Edgerton photographed milk drops for more than two decades. But perhaps his most famous version, made in 1957, features a reaching crown springing from its collision with the surface of a bright red table. This image was selected by Time magazine as one of the 100 most important photographs of all time. [4] Edgerton also received the Bronze Medal from the Royal Photographic Society of London for his contributions to expanding the boundaries of the medium’s views of time, and for contributing to the development of modern electronic flash technology.

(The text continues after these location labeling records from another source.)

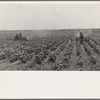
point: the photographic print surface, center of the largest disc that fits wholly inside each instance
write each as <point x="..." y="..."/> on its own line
<point x="50" y="36"/>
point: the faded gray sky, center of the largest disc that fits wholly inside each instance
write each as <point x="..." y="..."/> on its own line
<point x="49" y="15"/>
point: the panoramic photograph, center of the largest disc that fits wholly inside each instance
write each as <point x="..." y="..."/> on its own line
<point x="50" y="36"/>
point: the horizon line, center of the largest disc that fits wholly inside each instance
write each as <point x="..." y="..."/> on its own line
<point x="44" y="29"/>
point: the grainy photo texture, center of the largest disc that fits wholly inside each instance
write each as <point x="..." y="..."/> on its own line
<point x="50" y="36"/>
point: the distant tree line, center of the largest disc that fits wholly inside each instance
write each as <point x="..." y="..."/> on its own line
<point x="19" y="37"/>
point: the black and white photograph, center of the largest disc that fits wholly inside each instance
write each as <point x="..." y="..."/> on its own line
<point x="50" y="36"/>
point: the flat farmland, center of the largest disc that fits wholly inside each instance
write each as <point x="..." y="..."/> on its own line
<point x="50" y="50"/>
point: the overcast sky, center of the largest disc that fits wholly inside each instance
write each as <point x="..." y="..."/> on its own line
<point x="49" y="15"/>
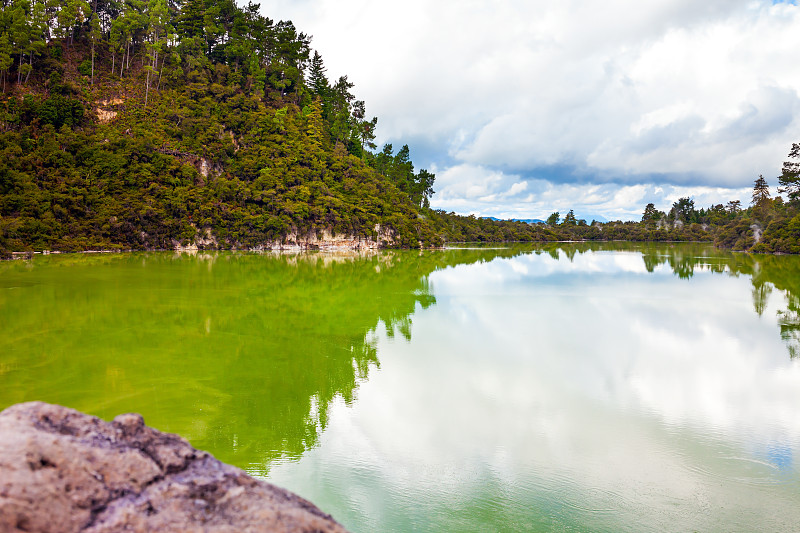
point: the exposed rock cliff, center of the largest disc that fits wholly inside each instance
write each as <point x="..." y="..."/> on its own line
<point x="64" y="471"/>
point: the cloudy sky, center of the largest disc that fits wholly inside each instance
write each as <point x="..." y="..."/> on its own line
<point x="525" y="107"/>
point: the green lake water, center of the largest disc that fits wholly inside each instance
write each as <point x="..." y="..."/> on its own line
<point x="612" y="387"/>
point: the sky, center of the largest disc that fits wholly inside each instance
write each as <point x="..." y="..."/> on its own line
<point x="526" y="107"/>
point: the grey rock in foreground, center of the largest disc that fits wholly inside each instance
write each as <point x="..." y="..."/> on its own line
<point x="63" y="471"/>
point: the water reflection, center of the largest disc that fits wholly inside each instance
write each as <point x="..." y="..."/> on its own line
<point x="610" y="387"/>
<point x="240" y="353"/>
<point x="573" y="389"/>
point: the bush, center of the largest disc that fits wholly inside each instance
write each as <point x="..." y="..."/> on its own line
<point x="85" y="68"/>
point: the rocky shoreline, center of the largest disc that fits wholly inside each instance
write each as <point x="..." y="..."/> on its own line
<point x="65" y="471"/>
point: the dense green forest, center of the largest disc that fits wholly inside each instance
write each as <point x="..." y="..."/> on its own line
<point x="150" y="124"/>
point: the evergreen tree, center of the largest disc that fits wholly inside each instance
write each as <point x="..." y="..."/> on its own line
<point x="5" y="57"/>
<point x="760" y="192"/>
<point x="317" y="81"/>
<point x="789" y="179"/>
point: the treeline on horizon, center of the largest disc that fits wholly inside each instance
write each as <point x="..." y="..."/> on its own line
<point x="145" y="124"/>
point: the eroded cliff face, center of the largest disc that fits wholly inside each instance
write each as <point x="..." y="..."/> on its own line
<point x="64" y="471"/>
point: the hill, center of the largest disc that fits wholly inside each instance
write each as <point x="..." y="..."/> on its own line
<point x="133" y="125"/>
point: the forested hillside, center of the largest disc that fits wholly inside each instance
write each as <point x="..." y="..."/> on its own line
<point x="145" y="124"/>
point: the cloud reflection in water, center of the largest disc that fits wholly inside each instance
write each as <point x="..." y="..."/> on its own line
<point x="578" y="392"/>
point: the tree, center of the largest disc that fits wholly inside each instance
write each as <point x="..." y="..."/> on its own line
<point x="733" y="207"/>
<point x="760" y="192"/>
<point x="789" y="180"/>
<point x="5" y="57"/>
<point x="317" y="81"/>
<point x="683" y="210"/>
<point x="651" y="215"/>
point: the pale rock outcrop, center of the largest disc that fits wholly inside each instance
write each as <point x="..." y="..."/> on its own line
<point x="64" y="471"/>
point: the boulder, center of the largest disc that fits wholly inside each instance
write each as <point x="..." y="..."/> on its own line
<point x="63" y="471"/>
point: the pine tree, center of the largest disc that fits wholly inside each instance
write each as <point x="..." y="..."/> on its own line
<point x="316" y="76"/>
<point x="5" y="57"/>
<point x="760" y="192"/>
<point x="789" y="179"/>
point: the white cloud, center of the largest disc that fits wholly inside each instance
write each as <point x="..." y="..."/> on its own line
<point x="697" y="95"/>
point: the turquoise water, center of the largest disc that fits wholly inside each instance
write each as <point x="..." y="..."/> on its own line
<point x="574" y="387"/>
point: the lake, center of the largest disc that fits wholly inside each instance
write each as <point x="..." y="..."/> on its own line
<point x="572" y="387"/>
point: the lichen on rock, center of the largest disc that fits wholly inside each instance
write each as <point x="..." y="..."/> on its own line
<point x="64" y="471"/>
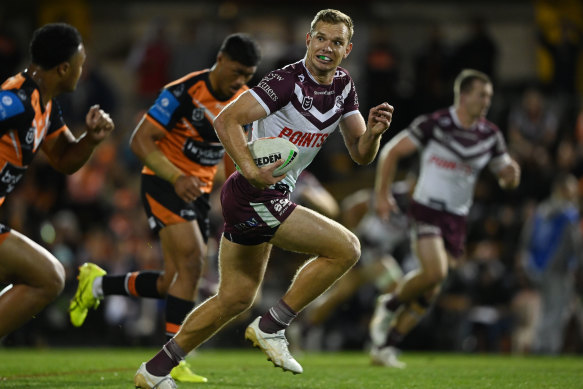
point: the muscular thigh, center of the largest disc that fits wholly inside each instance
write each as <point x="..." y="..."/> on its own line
<point x="306" y="231"/>
<point x="431" y="253"/>
<point x="25" y="261"/>
<point x="242" y="267"/>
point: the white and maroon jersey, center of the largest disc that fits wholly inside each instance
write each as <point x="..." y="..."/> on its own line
<point x="302" y="110"/>
<point x="452" y="158"/>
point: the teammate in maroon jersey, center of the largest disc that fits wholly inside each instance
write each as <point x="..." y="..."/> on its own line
<point x="30" y="121"/>
<point x="304" y="102"/>
<point x="455" y="144"/>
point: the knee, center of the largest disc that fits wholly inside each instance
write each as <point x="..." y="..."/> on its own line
<point x="191" y="264"/>
<point x="352" y="251"/>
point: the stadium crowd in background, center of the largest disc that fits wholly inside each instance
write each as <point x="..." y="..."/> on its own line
<point x="96" y="214"/>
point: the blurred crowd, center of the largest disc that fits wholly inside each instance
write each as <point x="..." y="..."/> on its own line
<point x="493" y="301"/>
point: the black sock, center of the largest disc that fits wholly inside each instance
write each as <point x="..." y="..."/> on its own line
<point x="277" y="318"/>
<point x="138" y="284"/>
<point x="176" y="311"/>
<point x="166" y="359"/>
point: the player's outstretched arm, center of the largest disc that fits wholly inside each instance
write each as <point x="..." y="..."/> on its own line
<point x="509" y="176"/>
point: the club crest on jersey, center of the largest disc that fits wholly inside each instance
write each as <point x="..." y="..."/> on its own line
<point x="197" y="114"/>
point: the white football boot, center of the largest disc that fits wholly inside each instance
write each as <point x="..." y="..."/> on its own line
<point x="145" y="380"/>
<point x="274" y="346"/>
<point x="386" y="356"/>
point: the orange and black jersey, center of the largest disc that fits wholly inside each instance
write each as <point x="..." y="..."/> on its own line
<point x="24" y="125"/>
<point x="186" y="109"/>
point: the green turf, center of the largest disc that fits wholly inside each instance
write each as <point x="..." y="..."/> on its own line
<point x="114" y="368"/>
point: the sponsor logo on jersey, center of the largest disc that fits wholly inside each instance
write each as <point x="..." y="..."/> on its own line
<point x="247" y="224"/>
<point x="267" y="89"/>
<point x="268" y="159"/>
<point x="303" y="139"/>
<point x="186" y="213"/>
<point x="450" y="165"/>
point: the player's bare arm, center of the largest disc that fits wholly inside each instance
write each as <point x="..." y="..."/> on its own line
<point x="143" y="144"/>
<point x="229" y="128"/>
<point x="509" y="175"/>
<point x="363" y="140"/>
<point x="67" y="154"/>
<point x="399" y="147"/>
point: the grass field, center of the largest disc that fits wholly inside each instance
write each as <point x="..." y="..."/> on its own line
<point x="114" y="368"/>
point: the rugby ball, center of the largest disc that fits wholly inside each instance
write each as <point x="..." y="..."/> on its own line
<point x="266" y="151"/>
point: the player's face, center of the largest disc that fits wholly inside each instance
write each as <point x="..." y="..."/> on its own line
<point x="327" y="46"/>
<point x="74" y="70"/>
<point x="478" y="99"/>
<point x="232" y="75"/>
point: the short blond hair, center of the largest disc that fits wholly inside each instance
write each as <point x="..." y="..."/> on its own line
<point x="333" y="16"/>
<point x="465" y="80"/>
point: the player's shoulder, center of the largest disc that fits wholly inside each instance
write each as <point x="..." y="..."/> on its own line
<point x="189" y="79"/>
<point x="15" y="96"/>
<point x="488" y="127"/>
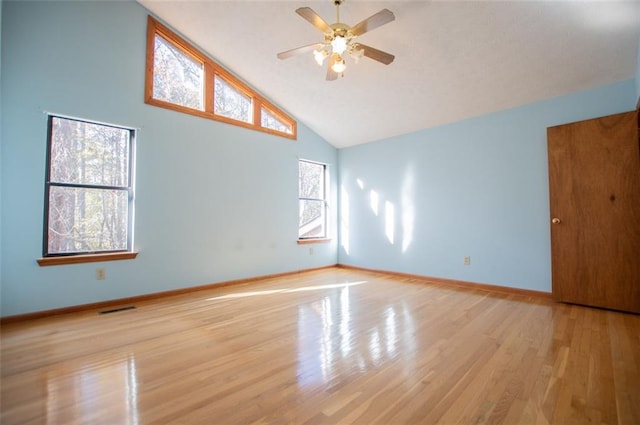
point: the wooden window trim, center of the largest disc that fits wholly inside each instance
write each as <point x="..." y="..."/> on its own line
<point x="211" y="69"/>
<point x="85" y="258"/>
<point x="308" y="241"/>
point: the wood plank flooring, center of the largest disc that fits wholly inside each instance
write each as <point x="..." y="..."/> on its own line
<point x="333" y="346"/>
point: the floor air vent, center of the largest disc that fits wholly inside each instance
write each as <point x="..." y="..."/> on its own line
<point x="115" y="310"/>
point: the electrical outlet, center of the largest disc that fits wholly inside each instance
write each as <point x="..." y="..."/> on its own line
<point x="101" y="274"/>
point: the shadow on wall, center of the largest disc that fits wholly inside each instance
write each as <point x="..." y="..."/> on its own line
<point x="387" y="215"/>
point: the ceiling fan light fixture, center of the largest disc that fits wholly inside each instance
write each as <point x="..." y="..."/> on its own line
<point x="338" y="65"/>
<point x="356" y="54"/>
<point x="319" y="56"/>
<point x="339" y="44"/>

Edgerton’s stroboscopy has been lauded as a technological milestone in the medium’s mastery of the temporal fragment.
“Papa Flash” and the popularization of stroboscopic photography
The public was mesmerized by Edgerton’s photographs’ views of commonplace objects frozen in infinitesimal moments inaccessible to the unaided human eye and they were regularly included in the recurrent feature “Speaking of Pictures” in Life magazine from 1936 to 1941. “Speaking of Pictures” appeared near the front of each issue, where reader attention was the highest. Edgerton photographs became so popular that he was invited to have a kiosk at the 1939 World’s Fair in New York City, where visitors could take stroboscopic photographs after pushing a button to shoot a baseball from a cannon through a sheet of glass. It was a noted popular attraction at the World’s Fair. His work also appeared in American Golfer (1933); Edgerton’s life and work were featured in American Magazine (1934); and he was profiled in Fortune magazine (1936).
Museums and photography organizations also recognized Edgerton’s work and contributions. In 1933, three of his photographs were exhibited for the first time in the Royal Photographic Society’s annual exhibition in London. Also, along with photographs of a foot kicking a football, a hammer smashing a lightbulb, and a club hitting a golf ball, a similar close-up view of a splash of another milk drop (Drop of Milk Dropping into Saucer of Milk), was included in the earliest exhibition of photography at New York’s Museum of Modern Art, organized by the curator Beaumont Newhall in 1937. In the accompanying catalog, Newhall wrote that until then, “[n]o eye has ever seen the form of a drop of milk splashing into a pan of milk . . . , or the indentation made in a football by the toe of the kicker’s boot.” [5] With its appearance in this landmark exhibition, Edgerton’s work immediately was accepted into the canon of the history of photography.